Denied...now what?

Denied…what now?

We’ve all been there.

  • The insurance company will not credential me now what?
  • The needed prior authorization for [insert drug, imaging, lab test, etc here] was denied, now what?
  • The claim for a medically necessary visit was denied, now what?

One of the most frustrating things for healthcare providers (regardless of the initials after the names) is that we simply want to take care of our patients, but sometimes we cannot. Frustrations build when we cannot get the needed medication, supplies, services, testing, referrals and more for our patients…simply because the insurance company will not pay for it.

And our frustration grows when we spend the time and energy advocating for our patients, getting nowhere. That frustration can peak when we are also denied payment for our services.

Of course, these denials add up over time, potentially putting a patient at risk for further cost – financially, medically and otherwise; and they put the provider and practice at risk.

Hence, a common question is what should I do? How do I get beyond these barriers?

The insurance company will not credential

Many insurance companies put barriers up for Nurse Practitioners and will not credential them, or make it more difficult to get credentialed.

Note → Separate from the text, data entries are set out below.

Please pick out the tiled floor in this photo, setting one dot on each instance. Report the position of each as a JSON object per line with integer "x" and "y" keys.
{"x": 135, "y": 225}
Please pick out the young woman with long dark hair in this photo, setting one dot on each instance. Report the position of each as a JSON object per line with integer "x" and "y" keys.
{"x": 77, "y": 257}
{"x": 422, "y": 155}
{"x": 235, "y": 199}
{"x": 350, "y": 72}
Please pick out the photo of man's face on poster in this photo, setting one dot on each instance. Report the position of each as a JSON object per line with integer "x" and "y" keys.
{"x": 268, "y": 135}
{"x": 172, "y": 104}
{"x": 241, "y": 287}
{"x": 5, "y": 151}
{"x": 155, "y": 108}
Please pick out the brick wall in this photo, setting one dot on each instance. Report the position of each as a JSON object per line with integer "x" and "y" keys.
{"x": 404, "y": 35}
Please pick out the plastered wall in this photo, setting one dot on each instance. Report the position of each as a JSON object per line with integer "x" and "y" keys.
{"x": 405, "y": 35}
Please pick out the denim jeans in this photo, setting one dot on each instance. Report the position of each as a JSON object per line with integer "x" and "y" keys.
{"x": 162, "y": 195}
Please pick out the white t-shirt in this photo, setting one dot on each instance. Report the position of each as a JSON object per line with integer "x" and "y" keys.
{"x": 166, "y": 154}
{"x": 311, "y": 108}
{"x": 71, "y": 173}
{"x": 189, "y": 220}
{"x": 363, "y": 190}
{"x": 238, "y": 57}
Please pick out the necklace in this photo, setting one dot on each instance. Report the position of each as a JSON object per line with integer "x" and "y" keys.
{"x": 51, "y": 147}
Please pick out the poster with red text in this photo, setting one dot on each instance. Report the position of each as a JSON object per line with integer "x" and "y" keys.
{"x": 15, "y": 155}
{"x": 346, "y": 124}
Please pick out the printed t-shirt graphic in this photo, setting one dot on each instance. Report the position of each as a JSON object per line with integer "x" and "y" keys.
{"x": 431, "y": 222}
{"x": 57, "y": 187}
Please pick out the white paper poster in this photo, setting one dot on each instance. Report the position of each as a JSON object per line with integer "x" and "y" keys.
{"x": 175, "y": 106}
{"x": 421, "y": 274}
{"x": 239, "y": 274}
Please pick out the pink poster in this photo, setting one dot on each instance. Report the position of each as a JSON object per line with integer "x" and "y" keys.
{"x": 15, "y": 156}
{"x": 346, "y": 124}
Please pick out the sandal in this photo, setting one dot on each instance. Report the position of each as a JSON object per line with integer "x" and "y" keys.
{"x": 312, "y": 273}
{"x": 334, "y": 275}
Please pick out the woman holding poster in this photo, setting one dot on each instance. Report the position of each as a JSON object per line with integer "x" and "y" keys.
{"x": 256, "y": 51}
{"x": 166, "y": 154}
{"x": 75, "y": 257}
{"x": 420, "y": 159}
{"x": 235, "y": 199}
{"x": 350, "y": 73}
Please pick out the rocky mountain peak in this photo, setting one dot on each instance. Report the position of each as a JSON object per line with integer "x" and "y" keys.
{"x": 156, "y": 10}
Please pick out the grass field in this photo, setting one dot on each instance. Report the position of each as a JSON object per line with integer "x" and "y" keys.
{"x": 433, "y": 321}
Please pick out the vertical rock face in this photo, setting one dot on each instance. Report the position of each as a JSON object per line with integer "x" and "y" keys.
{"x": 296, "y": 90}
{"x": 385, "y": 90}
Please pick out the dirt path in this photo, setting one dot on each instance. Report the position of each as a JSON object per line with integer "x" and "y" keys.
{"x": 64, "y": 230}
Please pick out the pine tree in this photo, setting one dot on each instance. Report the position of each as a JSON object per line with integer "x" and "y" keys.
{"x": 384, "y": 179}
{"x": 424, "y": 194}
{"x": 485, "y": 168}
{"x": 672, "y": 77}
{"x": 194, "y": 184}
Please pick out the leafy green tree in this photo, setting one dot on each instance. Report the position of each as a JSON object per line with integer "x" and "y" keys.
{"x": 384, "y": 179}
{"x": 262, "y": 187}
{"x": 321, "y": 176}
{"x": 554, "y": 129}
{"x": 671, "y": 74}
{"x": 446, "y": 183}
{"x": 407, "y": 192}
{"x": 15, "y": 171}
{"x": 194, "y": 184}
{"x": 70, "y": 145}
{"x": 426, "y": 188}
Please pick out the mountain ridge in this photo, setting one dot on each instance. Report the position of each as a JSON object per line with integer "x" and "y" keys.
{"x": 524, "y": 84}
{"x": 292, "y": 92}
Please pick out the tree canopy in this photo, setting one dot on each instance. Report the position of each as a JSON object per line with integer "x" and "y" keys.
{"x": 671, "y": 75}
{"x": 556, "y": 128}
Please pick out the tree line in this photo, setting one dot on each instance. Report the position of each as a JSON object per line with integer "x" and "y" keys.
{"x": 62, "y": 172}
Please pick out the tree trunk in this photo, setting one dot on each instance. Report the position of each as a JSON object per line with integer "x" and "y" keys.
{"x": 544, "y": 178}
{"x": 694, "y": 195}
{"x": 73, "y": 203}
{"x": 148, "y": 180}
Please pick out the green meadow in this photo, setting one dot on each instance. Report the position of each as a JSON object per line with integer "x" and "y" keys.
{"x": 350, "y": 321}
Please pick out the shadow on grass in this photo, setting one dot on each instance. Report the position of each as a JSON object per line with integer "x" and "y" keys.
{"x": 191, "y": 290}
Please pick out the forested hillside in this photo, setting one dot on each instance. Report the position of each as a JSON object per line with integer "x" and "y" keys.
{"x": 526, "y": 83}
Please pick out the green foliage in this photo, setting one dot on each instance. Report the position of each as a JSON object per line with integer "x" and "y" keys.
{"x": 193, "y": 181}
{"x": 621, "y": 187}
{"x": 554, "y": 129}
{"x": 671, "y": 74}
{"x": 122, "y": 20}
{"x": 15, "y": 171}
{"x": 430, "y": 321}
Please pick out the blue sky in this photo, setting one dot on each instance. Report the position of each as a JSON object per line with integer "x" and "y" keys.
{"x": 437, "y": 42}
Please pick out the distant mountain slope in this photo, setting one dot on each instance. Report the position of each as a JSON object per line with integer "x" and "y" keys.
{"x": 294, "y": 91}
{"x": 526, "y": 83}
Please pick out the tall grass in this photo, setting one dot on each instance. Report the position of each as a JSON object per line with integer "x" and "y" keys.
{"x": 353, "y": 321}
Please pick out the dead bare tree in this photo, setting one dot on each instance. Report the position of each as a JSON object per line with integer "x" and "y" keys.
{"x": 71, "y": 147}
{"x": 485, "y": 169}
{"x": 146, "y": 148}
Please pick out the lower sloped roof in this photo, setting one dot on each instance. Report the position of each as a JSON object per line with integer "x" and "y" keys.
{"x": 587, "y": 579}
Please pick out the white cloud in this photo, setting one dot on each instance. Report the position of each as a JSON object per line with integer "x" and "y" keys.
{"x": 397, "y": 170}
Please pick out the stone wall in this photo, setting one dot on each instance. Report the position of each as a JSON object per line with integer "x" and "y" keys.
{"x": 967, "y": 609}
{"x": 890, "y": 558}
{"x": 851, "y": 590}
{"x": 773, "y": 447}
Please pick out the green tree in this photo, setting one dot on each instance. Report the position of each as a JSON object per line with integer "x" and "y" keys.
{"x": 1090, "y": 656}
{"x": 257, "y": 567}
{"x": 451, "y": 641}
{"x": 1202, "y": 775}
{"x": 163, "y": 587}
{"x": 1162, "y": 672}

NPs have reported to me that insurance companies will tell them they do not credential NPs. And yet, other NPs are credentialed by them.

They will tell NPs they cannot be credentialed unless their collaborator is also credentialed. Even though the physician is not seeing the patient. And even though that NP is in a state that allows full practice authority (ie, no collaborating physician required).

If this happens to you, here are some steps you can take:

  • Go up the chain of command. Ask for and document the name of each person you speak with. Get direct phone numbers and even employee ID if necessary. Document the conversation and then continue up the chain. At all times clearly state what you want, what the laws currently are and offer documentation. Be respectful.
  • Contact AANP and the Multi-State Reimbursement Alliance who is also working on reimbursement issues.
  • Your patients are their customers. Have them call and write to their patient representative as well.
  • Consider contacting the insurance commissioner in your state.

Authorization Denial

We’ve all spend time on the phone trying to get an authorization. We’ve spent time gathering all the documentation, filled out forms online or print them, filled them out and faxed them in. And we’ve called back to follow up because we don’t get an answer. Not once, but multiple times.

In the following video, Kevin Pho of KevinMD.com shares some of the strategies and results shared by physicians in his community. It boils down to three very familiar words….document, document, and document.

Payment Denial

You work hard. You deserve to be paid. It’s essential to the bottom line of your practice to be paid. Without revenue, practices cease to exists. Patients have less access to care. The community, especially smaller communities suffer when they lose a health care provider.

Without revenue, practices cease to exists. Patients have less access to care. And the community, especially smaller communities suffer when they lose a health care provider.

A big part of claim management is preventing denials to begin with. Being aware of the most common reasons for denials can help.

  • Coding is not specific enough.
  • The claim is missing information.
  • The claim is not filed on time.
  • Incorrect patient identifier information.
  • Coding issues (outdated codes, wrong codes).
  • Duplicate billing.
  • Upcoding or unbundling.
  • Further documentation requested to support medical necessity.
  • Referral or prior authorization required.
  • Service not covered, or coverage terminated.

By knowing the most common reasons claims are denied, your practice can ensure claims are submitted with the correct information. This will cut down on unnecessary denials. Prepare by collecting all the necessary information to be submitted to insurance and submit the claim at once, without delay.

But it you’ve done all you can to submit correct and complete information, yet the claim still gets denied, follow up and don’t give up. Have all the facts when you call and document, document, and yes, document.

 

Comments 2

  1. I have been unsuccessful in California getting credentialed and contracted with Blue Cross and Blue Shield. They instruct me to bill under the supervising physician’s name and number however my supervising physician is not on site and never sees the patient however they say that is just fine. But we all know that the NP should be billing under their own name and number therefore my patient’s are forced to pay a higher co-pay or the whole bill as I am out of network for them. Does anyone have any other thoughts or advice as to make this work??? Or is this the case for California for now?